Had a nice bleeding head wound yesterday (naturally, it was a small little wound that just bled a lot. like they do). Got the kiddo squared away, talked to his mom (whom I went to nursing school with!), and all was good to go! While walking in this morning, I had a teacher (not this student's teacher, btw) stop me and say "Looks like your day has been a little less bloody than yesterday!" I just smile and say "oh, yes. Thank goodness!". How did she know about the bloody day yesterday?? BECAUE HIS TEACHER TOOK A PICTURE OF THE WOUND AND SHOWED IT TO ANYONE WHO ASKED TO SEE IT.C'mon now!
I think this is a nice teaching moment for the teacher. I don't know why they still surprise me, but they do.
KG kiddo C/O bellyache that started before school. No N/V or need for the bathroom. She tells me that she didn't eat breakfast and that she is a little hungry. She also came to school toting a note from mom; which I like to label as "Get out of jail free" notes. Knowing that snack time is coming up, I send her back to class to try to eat her snack.
15 minutes later, KG kiddo back at my door, toting a huge chocolate cupcake that she is getting ready to take a big ol bite from, telling me her belly doesn't feel any better.
My response: "A cupcake and a bellyache don't add up." KG kiddo quietly turns on her heel and heads back to class. No further discussion needed :) :)
( I did call her mom, just to be on the safe side, but Mom agreed with me!)

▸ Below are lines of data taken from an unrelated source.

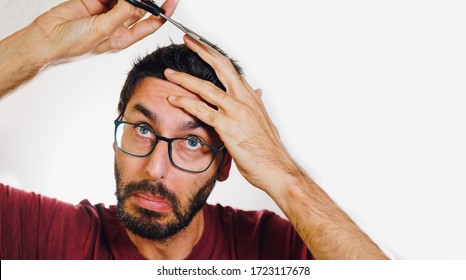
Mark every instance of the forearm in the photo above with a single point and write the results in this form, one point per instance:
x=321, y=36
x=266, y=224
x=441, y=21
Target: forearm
x=327, y=231
x=22, y=55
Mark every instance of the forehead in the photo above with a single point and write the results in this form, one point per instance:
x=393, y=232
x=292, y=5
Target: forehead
x=149, y=101
x=156, y=91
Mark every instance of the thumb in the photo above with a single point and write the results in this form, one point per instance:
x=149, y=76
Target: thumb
x=107, y=23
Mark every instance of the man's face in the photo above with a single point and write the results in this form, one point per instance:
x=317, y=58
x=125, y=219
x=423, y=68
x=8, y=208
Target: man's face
x=156, y=200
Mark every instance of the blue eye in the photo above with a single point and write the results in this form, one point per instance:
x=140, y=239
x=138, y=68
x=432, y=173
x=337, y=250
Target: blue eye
x=143, y=131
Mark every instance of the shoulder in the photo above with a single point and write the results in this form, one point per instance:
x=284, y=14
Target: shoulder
x=251, y=234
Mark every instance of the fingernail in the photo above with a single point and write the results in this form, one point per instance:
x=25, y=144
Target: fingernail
x=169, y=71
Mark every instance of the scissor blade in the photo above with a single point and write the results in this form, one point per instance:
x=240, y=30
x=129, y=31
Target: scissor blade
x=191, y=33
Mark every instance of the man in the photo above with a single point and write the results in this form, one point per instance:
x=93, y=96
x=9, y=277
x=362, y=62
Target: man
x=185, y=113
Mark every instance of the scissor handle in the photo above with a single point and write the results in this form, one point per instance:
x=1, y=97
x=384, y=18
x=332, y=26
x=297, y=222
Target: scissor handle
x=148, y=6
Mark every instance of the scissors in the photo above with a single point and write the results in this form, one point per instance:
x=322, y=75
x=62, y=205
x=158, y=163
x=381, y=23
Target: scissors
x=151, y=7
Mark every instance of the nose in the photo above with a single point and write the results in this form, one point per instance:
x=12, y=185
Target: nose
x=158, y=162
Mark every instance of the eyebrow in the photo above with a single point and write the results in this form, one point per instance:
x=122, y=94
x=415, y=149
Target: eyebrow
x=182, y=126
x=189, y=125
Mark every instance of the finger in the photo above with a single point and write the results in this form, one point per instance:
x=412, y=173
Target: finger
x=226, y=72
x=108, y=22
x=205, y=89
x=96, y=7
x=258, y=93
x=197, y=108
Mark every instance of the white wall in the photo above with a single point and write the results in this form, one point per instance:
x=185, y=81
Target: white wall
x=368, y=96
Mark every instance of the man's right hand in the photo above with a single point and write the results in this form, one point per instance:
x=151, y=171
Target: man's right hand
x=77, y=27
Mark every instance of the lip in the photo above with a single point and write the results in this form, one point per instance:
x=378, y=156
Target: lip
x=152, y=202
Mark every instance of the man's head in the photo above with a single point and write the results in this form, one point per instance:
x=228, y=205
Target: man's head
x=157, y=194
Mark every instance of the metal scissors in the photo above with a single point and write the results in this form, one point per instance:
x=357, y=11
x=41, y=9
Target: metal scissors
x=151, y=7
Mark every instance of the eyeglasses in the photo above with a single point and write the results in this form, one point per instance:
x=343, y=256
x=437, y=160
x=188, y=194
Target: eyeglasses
x=188, y=154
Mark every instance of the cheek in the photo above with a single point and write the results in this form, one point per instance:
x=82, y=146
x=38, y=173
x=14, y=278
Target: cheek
x=129, y=168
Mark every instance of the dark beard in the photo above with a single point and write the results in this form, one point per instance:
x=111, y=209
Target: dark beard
x=145, y=222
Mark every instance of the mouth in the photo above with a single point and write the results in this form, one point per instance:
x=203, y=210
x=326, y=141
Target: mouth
x=152, y=202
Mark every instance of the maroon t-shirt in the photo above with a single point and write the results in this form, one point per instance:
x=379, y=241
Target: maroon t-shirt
x=33, y=226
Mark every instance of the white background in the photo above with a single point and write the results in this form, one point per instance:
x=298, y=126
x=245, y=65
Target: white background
x=368, y=97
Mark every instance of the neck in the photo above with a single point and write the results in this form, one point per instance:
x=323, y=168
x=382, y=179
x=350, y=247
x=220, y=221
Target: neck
x=176, y=247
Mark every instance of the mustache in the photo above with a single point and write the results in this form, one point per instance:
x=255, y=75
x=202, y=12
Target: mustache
x=156, y=189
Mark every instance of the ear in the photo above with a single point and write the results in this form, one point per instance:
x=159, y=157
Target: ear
x=224, y=170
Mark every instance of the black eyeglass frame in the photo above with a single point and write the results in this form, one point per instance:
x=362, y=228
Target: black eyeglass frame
x=158, y=138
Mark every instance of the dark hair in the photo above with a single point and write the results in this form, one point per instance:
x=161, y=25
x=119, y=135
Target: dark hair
x=174, y=56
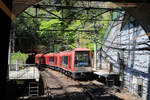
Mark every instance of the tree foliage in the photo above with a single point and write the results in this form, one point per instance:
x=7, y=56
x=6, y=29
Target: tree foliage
x=37, y=33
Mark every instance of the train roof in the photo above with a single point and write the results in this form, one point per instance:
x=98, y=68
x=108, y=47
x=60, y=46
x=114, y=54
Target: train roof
x=39, y=55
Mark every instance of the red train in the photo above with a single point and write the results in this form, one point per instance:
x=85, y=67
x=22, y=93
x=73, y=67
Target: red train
x=76, y=63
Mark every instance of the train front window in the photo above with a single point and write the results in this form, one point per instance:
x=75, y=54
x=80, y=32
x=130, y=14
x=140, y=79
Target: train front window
x=82, y=59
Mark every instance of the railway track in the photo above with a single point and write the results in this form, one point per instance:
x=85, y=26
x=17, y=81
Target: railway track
x=60, y=86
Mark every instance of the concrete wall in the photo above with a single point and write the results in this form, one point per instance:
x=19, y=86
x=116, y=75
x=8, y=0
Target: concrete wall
x=127, y=43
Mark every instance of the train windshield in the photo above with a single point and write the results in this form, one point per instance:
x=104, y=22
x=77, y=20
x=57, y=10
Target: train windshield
x=82, y=59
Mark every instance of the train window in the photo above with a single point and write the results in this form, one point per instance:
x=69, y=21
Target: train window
x=82, y=59
x=65, y=61
x=51, y=60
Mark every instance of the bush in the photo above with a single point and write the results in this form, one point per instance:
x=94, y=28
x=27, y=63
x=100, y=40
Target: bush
x=19, y=57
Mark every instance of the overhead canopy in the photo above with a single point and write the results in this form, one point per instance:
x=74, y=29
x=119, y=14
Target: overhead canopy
x=137, y=8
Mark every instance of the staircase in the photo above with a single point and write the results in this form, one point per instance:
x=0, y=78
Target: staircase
x=33, y=89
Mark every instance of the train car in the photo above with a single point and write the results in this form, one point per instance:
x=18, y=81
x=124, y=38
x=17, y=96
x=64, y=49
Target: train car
x=51, y=60
x=40, y=60
x=76, y=63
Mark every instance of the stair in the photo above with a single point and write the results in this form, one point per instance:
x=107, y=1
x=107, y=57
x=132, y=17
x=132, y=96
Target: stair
x=33, y=89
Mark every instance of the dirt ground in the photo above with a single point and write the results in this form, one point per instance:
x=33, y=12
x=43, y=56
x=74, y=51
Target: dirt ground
x=61, y=86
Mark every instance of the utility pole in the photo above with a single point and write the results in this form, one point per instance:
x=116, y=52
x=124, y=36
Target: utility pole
x=95, y=47
x=78, y=40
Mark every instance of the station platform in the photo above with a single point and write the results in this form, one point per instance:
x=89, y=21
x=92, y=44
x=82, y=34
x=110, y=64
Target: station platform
x=28, y=73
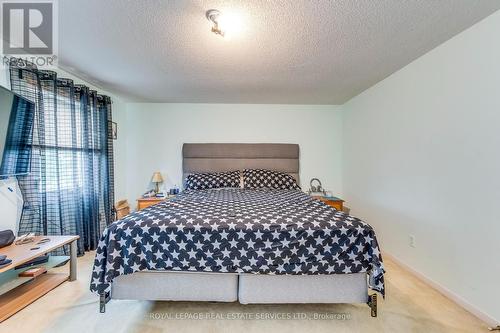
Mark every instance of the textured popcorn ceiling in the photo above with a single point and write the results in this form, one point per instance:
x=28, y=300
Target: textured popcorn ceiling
x=297, y=51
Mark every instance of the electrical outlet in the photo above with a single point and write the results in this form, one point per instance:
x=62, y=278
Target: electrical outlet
x=412, y=240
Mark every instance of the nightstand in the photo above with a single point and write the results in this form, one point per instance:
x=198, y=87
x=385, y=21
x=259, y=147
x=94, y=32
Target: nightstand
x=335, y=202
x=146, y=202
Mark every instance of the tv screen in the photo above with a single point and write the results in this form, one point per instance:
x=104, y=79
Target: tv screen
x=16, y=133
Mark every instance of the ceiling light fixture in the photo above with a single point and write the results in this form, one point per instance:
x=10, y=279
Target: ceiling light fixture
x=213, y=16
x=227, y=24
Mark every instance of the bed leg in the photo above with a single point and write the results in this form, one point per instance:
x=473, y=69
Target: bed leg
x=103, y=299
x=372, y=303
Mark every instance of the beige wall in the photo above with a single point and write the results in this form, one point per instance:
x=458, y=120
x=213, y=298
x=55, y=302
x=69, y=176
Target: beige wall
x=422, y=158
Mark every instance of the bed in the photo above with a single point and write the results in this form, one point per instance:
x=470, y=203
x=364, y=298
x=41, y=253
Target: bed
x=231, y=244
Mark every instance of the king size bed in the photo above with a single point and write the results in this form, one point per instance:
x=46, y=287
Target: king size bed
x=267, y=242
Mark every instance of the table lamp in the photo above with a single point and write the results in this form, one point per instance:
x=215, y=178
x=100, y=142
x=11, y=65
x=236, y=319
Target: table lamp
x=157, y=179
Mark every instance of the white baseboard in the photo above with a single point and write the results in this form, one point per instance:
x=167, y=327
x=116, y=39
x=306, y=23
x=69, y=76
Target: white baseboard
x=445, y=291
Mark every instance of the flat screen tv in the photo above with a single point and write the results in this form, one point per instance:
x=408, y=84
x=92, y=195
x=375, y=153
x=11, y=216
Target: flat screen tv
x=16, y=133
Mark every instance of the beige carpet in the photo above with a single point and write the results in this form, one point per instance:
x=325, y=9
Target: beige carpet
x=410, y=306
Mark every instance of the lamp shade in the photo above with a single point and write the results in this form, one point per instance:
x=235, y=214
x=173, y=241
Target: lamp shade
x=157, y=177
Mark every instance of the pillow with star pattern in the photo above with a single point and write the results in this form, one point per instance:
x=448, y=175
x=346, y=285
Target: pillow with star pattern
x=260, y=178
x=203, y=181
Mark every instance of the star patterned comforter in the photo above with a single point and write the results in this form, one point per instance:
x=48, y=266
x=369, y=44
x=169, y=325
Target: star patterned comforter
x=241, y=231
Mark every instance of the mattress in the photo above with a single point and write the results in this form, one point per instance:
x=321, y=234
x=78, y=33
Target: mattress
x=271, y=232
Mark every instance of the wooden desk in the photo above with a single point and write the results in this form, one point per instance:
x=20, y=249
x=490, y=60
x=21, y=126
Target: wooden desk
x=18, y=292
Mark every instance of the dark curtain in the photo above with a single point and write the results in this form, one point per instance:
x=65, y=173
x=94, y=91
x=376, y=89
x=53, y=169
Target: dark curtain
x=69, y=190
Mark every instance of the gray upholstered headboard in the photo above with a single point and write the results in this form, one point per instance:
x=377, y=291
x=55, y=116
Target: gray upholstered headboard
x=217, y=157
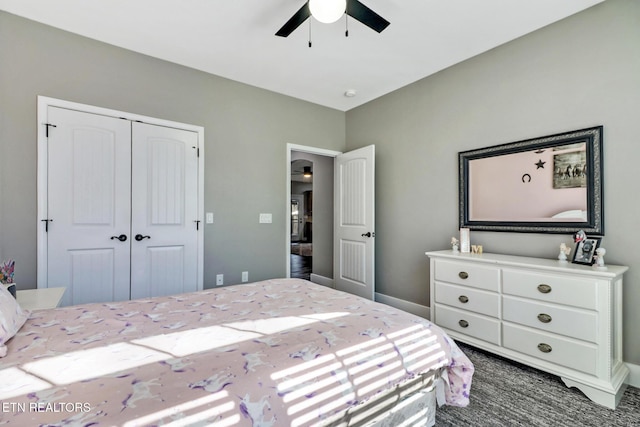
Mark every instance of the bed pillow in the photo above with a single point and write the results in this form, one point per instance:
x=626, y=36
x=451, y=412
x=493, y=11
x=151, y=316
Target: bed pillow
x=12, y=317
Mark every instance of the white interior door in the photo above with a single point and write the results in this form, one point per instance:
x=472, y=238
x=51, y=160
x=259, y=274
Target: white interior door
x=354, y=222
x=164, y=220
x=88, y=206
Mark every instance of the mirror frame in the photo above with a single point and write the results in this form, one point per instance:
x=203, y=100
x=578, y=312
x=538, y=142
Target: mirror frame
x=595, y=207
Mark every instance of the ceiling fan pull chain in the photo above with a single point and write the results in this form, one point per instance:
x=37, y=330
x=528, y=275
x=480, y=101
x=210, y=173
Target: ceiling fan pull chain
x=346, y=25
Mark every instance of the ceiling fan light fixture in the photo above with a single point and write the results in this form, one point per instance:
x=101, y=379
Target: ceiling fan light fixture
x=327, y=11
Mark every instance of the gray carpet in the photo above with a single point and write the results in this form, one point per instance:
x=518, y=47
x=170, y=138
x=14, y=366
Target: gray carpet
x=505, y=393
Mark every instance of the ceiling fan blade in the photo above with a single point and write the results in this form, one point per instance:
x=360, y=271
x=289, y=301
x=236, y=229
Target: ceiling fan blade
x=367, y=16
x=295, y=21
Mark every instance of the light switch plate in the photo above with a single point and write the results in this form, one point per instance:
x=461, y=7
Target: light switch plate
x=266, y=218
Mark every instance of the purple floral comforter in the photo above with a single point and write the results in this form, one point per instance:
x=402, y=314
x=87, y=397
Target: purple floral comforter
x=272, y=353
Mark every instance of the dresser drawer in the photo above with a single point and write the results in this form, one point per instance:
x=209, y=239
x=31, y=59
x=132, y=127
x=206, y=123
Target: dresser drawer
x=468, y=274
x=551, y=348
x=470, y=299
x=574, y=291
x=474, y=325
x=571, y=322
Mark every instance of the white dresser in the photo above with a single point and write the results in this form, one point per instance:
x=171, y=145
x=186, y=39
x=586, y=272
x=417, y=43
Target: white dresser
x=562, y=318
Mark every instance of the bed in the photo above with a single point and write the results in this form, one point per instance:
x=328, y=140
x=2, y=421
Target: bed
x=283, y=352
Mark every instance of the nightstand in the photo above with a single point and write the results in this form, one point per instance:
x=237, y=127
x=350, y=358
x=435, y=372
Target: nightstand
x=38, y=299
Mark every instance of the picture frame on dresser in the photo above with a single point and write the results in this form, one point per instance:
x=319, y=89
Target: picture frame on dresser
x=586, y=250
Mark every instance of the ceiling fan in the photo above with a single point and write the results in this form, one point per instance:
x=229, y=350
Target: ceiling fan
x=354, y=8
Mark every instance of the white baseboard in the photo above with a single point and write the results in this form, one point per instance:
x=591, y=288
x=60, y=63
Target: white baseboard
x=634, y=376
x=321, y=280
x=410, y=307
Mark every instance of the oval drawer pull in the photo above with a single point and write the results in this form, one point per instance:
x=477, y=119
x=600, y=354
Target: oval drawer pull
x=545, y=348
x=545, y=289
x=544, y=318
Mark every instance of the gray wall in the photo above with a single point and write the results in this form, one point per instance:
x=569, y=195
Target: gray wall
x=246, y=132
x=580, y=72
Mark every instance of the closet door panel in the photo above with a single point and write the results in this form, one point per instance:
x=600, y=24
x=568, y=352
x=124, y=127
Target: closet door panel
x=164, y=211
x=89, y=174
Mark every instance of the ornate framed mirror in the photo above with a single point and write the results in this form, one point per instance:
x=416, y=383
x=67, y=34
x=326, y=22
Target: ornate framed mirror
x=551, y=184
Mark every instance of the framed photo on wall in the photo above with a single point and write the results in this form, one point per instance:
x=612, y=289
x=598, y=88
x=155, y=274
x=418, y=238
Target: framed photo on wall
x=585, y=250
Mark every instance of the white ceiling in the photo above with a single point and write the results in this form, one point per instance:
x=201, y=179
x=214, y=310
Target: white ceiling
x=235, y=38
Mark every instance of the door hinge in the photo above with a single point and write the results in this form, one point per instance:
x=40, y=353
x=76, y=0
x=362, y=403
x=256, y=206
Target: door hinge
x=47, y=126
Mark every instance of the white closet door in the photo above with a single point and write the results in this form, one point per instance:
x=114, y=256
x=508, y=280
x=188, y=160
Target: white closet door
x=89, y=175
x=164, y=185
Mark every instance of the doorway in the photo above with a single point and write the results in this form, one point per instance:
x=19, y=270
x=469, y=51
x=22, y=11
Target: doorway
x=348, y=260
x=301, y=214
x=310, y=209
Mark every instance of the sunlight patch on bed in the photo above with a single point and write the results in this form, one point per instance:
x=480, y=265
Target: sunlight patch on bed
x=15, y=382
x=222, y=413
x=185, y=343
x=90, y=363
x=357, y=371
x=192, y=341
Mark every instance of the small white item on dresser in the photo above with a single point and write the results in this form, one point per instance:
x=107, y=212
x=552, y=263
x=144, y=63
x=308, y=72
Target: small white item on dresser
x=565, y=319
x=465, y=240
x=600, y=259
x=564, y=251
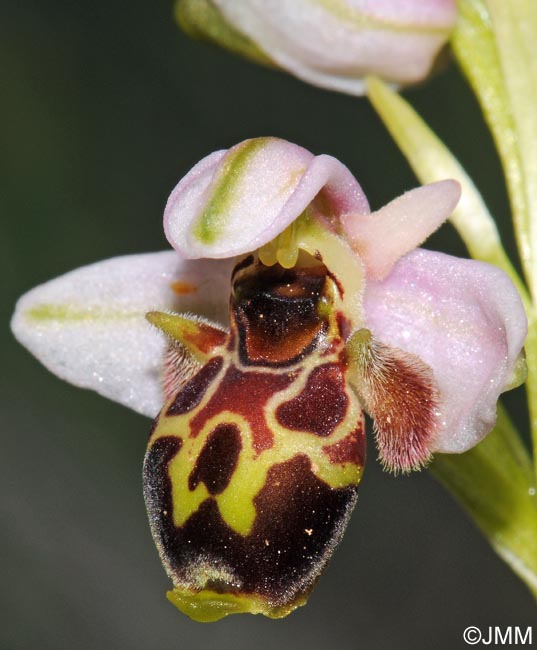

that reminds me of a student that i had a while back sitting in my office complaining about the worst stomach ache she's ever had (dramatics, doubling over and moaning included at no charge) and can i please call her dad. Sure. This student's dad is "one of THOSE parents". While i'm on the phone with dad, I look over to watch the that the student is happily munching on a Slim jim. I gently advised Dad what he could do what he wanted, but given the recent recovery, the absence would not be excused. She went back to class with a scowl. Dad sounded embarrassed.
Cas1in72
186 Posts
A student comes running in my office, slides across the floor like an elephant on skates and crashes into my desk. Complains her feet are "cold and hurt" I look down to see that the little darling is wearing tap shoes without socks and just came in from recess in 30 degree weather. I asked if anyone knew that she wore tap shoes to school today. She let me know that the teacher told her this morning that her shoes were "pretty" C'mon now, sounds like a great idea to let the 2nd grader walk around in school, let alone on the icy playground, in tap shoes! C'mon now!!! Thankfully she didnt fall.... No incident report for me.